Voltswagen Is Already Use
Internally, Voltswagen is nothing new. According to the Automotive News report, Reinhard Fischer, a senior vice president with VW Group of America who leads brand strategy, likes the name and has used it in presentations. What’s more interesting is the fact that the Voltswagen name has already been in use by the automaker in the UK since the ID.3 electric car was launched there. If Volkswagen wanted to create an EV sub-brand in the US, Voltswagen wouldn’t be that bad of an idea, but it appears they decided to make it a joke instead.
Automotive News Is Not Happy
In the report, Automotive News admits the joke did generate attention but thinks it hurt the brand’s credibility:
“While marketing experts and dealers admit that the phony pronouncement and subsequent fallout did generate buzz about VW’s new EV — the ID4 — it also contradicted years of effort to restore the company’s tattered public credibility following the diesel emissions crisis.”
When Mark Gillies assured reporters the name change was a joke after saying it wasn’t, the report said the automaker lied to the public and brought up the Dieselgate scandal from 2015:
“It was, in fact, all a lie — propagated by the same company that pleaded guilty to felonies in 2017 for a long-running conspiracy of lying to regulators about how much pollution its “clean diesel” vehicles were illegally sending into the air.” “At some point internally, VW’s top management decided that the risk of brazenly misleading reporters and the public — again — was worth the potential reward. And they might be right,” the report continued.
The report also stated:
“Yet the decision to proceed with the Voltswagen stunt ran counter to years of claims that the automaker’s history of intentional falsehoods was in the past.”
Was This A Malicious Plan?
Likely not, just a plan gone terribly wrong that upset many reporters. I highly doubt VW did this out of any malice. I’m under the impression the joke didn’t go according to plan and there was likely some miscommunication between the marketing team and top executives.
Keogh admitted that “his regret with the whole incident was the execution.”
“When you light a match like this, in the environment, and it gets us, you know, as much traction as it did, you’re just not able to control everything — every phone call, every text, every email, every engagement, every back and forth,” the CEO said.” “But the idea came from a very Volkswagen place: Let’s have some fun. Let’s have a gag. Let’s show the world how crazy we are about EVs.

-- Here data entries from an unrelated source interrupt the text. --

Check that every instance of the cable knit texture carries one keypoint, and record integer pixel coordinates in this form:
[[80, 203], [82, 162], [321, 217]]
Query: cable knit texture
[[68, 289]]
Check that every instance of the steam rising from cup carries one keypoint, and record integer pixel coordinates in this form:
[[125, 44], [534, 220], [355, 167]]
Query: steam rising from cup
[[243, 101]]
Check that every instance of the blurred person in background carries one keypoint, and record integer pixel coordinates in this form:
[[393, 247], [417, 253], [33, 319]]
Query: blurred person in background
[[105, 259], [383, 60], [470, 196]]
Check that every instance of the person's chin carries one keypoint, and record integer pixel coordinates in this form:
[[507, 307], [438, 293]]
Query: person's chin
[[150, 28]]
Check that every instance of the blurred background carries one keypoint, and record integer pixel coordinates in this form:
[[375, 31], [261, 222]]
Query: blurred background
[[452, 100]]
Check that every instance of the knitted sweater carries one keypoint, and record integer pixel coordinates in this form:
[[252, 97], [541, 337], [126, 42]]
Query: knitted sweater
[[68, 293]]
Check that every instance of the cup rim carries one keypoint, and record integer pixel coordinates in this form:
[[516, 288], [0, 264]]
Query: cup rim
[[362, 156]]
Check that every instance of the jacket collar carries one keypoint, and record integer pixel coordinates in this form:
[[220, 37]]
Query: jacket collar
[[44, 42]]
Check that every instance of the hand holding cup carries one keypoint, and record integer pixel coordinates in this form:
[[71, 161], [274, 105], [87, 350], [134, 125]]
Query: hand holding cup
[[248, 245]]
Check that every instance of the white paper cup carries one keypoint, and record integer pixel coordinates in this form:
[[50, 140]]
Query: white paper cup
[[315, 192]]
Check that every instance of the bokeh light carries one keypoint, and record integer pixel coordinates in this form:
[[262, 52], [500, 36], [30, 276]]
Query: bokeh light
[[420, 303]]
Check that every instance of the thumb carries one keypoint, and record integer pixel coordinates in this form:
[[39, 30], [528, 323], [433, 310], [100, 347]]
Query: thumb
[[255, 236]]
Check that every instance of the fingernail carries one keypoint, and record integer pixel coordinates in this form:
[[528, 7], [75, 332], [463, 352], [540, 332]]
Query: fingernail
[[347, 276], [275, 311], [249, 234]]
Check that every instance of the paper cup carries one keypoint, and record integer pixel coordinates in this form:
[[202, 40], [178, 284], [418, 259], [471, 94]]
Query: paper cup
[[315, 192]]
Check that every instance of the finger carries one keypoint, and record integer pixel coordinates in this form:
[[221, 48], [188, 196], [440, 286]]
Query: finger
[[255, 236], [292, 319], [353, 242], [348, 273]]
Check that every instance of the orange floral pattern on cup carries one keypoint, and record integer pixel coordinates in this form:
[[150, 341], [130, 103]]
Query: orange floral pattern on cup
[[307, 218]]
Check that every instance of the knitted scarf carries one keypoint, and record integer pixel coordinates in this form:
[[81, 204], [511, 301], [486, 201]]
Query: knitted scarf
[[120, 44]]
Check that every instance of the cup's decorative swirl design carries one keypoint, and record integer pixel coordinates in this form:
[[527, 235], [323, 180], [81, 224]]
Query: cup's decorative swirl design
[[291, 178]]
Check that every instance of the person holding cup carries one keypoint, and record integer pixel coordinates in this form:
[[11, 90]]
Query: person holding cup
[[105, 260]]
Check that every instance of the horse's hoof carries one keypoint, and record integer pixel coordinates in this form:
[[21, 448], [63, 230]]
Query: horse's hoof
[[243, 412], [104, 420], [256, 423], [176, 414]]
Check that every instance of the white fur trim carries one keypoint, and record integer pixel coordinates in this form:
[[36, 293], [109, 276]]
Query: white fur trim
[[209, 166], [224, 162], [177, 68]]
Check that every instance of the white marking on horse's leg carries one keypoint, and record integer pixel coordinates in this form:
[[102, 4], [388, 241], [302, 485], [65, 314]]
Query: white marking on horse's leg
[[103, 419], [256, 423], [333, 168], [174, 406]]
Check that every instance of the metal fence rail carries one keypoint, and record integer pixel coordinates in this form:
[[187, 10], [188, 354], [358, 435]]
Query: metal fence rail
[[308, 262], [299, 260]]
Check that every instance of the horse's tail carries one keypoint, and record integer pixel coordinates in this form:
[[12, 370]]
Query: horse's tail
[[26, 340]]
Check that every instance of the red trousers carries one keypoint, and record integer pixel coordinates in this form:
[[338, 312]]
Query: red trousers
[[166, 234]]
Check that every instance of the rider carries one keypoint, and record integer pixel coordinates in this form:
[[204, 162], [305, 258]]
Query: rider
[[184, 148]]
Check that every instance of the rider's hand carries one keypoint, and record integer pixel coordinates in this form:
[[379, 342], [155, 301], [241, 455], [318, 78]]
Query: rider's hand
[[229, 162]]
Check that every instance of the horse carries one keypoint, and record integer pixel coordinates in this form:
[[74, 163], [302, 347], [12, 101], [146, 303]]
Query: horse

Full stop,” he continued.
According to the report, John Luciano, former chairman for the Volkswagen Dealer Advisory Council, “thought the stunt was harmless and raised awareness of the ID4.” Karen Doyne, a crisis communications expert at Doyne Strategies, said the plan created millions of headlines and brought awareness to the automaker’s EV, and that “consumers wouldn’t find VW’s actions offensive or be “turned off” by them.” I agree with her.
If VW’s plan had a simpler execution, for example, simply posting the press release on April Fools Day (like most automaker’s do), then this probably wouldn’t have happen, but at the same time, it likely wouldn’t have gotten as much attention. VW took a gamble and got some bad press coverage, but in the end, I don’t think it hurt the brand’s image much at all.